La política, el conocimiento y la transmisión del conocimiento, el arte, el pensamiento son formas de cuidado del mundo si atentos a lo que no está ahí, a lo que no hay, a lo que hubo alguna vez y se perdió o a lo por venir. También a lo que es singular y a lo que es raro. Cuidado del mundo pues en tanto interrupción del circuito que establecen los significados impuestos por lo que ha vencido –lo que normalmente llamamos “realidad”. En el juego de lenguaje que se trata de proponer, mundo es lo que hace un hueco en la realidad, lo que permite entrever detrás, lo que la destotaliza y la mantiene en el abismo (Tatián, 2020, pp. ١٠٣-١٠٤).

Una realidad que no coincide exactamente con la «realidad», entendida únicamente como coyuntura, sino con su perforación, su horadación, todo aquello que impide a la realidad seguir siendo una única «realidad».

Referencias

Calvino, I. (2001). Palomar. Siruela.

Camus, A. (1979). El verano. Edhasa.

Krenak, A. (2019). Idéias para adiar o fim do mundo. Companhia das Letras.

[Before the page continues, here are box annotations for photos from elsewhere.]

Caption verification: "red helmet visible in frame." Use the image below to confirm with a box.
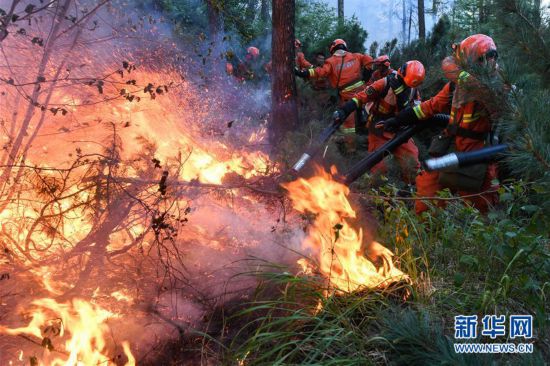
[329,38,348,54]
[397,60,426,88]
[374,55,390,67]
[246,47,260,58]
[455,34,498,62]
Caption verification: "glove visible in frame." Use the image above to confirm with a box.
[294,68,309,79]
[332,109,348,124]
[374,117,401,132]
[332,100,357,123]
[375,107,418,132]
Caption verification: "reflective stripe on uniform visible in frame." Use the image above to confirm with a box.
[378,104,390,114]
[340,80,365,93]
[458,71,470,82]
[462,114,480,123]
[413,105,426,119]
[340,127,355,135]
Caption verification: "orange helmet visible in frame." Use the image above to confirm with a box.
[454,34,498,62]
[374,55,390,67]
[329,38,348,54]
[246,47,260,58]
[441,56,460,82]
[397,60,426,88]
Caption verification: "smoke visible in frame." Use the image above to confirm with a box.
[0,2,304,364]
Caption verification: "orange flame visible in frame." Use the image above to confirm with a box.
[283,168,407,291]
[0,298,135,366]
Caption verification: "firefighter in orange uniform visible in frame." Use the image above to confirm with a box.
[335,60,425,182]
[381,34,499,214]
[294,39,313,70]
[367,55,393,85]
[295,39,373,152]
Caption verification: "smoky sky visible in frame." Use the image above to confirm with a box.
[324,0,445,47]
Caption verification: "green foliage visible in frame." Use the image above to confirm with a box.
[213,185,550,365]
[296,1,367,57]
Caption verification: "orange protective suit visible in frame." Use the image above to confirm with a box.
[413,71,498,214]
[309,50,373,141]
[367,67,393,85]
[353,70,420,182]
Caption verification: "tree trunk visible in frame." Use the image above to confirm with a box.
[269,0,298,149]
[260,0,269,25]
[533,0,541,27]
[477,0,485,24]
[418,0,426,40]
[206,0,222,40]
[401,0,407,44]
[407,4,412,44]
[245,0,256,24]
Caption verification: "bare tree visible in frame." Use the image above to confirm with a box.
[270,0,298,146]
[418,0,426,40]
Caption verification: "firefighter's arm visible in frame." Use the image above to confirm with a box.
[307,62,332,79]
[412,83,453,120]
[352,78,386,108]
[376,83,453,131]
[361,54,374,70]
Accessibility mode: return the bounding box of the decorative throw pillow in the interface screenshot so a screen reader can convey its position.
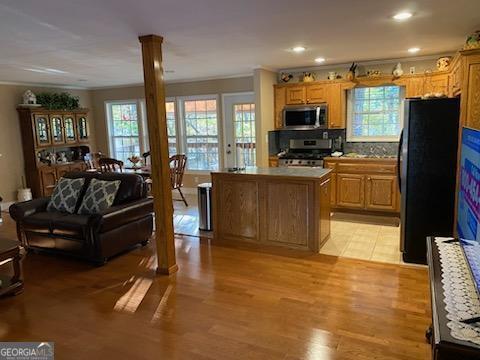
[47,177,85,214]
[78,179,120,214]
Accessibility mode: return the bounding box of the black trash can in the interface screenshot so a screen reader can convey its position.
[197,183,213,231]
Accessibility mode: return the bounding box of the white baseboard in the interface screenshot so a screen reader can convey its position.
[0,201,15,211]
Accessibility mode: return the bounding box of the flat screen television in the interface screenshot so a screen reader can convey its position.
[457,128,480,291]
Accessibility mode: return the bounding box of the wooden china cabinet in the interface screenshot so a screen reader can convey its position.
[17,107,91,197]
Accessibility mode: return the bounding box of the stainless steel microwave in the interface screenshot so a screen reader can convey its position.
[283,104,327,130]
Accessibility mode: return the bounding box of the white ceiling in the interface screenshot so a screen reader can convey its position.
[0,0,480,87]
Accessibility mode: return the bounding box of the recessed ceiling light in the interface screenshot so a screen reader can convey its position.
[292,46,306,53]
[393,11,412,21]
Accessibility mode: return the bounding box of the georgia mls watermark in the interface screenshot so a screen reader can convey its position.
[0,342,54,360]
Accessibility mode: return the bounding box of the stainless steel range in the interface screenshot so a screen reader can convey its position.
[278,139,333,167]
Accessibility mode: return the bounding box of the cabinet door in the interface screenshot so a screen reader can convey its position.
[323,161,337,207]
[326,84,346,129]
[366,175,397,211]
[63,115,77,144]
[39,166,57,196]
[320,180,332,242]
[286,86,306,105]
[50,115,65,144]
[306,85,327,104]
[274,87,286,129]
[268,156,278,167]
[56,165,70,179]
[405,76,425,98]
[337,174,365,209]
[33,114,52,147]
[424,74,448,94]
[70,161,87,171]
[75,114,90,143]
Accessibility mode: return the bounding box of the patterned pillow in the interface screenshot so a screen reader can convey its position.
[78,179,120,214]
[47,177,85,214]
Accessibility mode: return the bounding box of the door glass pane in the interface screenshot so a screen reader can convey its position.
[184,99,219,170]
[165,101,177,156]
[233,104,256,166]
[63,117,76,142]
[110,102,141,162]
[51,117,63,143]
[35,117,49,144]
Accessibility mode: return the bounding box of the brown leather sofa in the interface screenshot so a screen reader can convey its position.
[9,172,153,264]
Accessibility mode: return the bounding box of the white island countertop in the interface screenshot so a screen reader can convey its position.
[212,166,332,179]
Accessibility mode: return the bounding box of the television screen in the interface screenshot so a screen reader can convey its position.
[457,128,480,290]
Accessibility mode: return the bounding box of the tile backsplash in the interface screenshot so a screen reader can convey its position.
[343,142,398,155]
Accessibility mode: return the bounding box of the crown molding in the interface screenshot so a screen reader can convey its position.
[0,80,90,90]
[278,52,455,73]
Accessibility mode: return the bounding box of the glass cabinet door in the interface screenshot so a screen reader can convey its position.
[77,114,90,142]
[50,115,65,144]
[34,115,52,146]
[63,115,77,143]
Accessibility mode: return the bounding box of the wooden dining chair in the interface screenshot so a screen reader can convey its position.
[98,158,123,172]
[170,154,188,206]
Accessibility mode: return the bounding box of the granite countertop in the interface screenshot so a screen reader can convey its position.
[212,167,331,178]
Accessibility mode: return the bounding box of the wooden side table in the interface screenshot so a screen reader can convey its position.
[0,239,23,296]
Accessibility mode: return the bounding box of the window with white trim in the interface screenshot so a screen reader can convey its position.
[179,96,219,170]
[347,85,404,141]
[107,101,143,164]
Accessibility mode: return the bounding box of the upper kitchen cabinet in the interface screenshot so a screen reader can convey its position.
[423,73,448,94]
[274,86,286,129]
[285,85,307,105]
[460,49,480,129]
[325,83,347,129]
[305,85,327,104]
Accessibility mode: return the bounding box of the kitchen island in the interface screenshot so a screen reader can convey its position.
[212,167,331,252]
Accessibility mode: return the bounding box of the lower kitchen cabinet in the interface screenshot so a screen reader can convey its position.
[337,174,365,209]
[365,175,398,211]
[324,158,400,213]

Kusch, R. (1973). El estar-siendo como estructura existencial y como decisión cultural americana. En A. Caturelli y E. Sosa (Eds.), Actas II Congreso Nacional de Filosofía (II tomo). Editorial Sudamericana.

Lévinas, E. (2002). Totalidad e infinito. Ensayo sobre la exterioridad. Ediciones Sígueme.

Lévinas, E. (1995). De otro modo que ser, o más allá de la esencia. Ediciones Sígueme.

Tatián, D. (2020). El estudio como cuidado del mundo. En F. Bárcena, M. López, y J. Larrosa (organizadores), Elogio del estudio (pp. 99-118). Miño y Dávila.

Virilio, P. (1999). El cibermundo, la política de lo peor. Cátedra.

Weil, S. (2009). A la espera de Dios. Trotta.


1 En distintos textos Kusch señala que la experiencia del estar-siendo ha sido, por lo general, considerada como un mero estar subordinado siempre a las lógicas del ser alguien, lo que resulta en una fagocitación del otro, en apariencia, interminable. Véase, por ejemplo: América Profunda (1999). Editorial Biblos.

2 Véase a este respecto el libro de Peter Sloterdïjk (2013). Has de cambiar tu vida. Valencia: Pre-textos; particularmente el capítulo 8: Juegos maestros. De los entrenadores como garantes del arte de la hipérbole.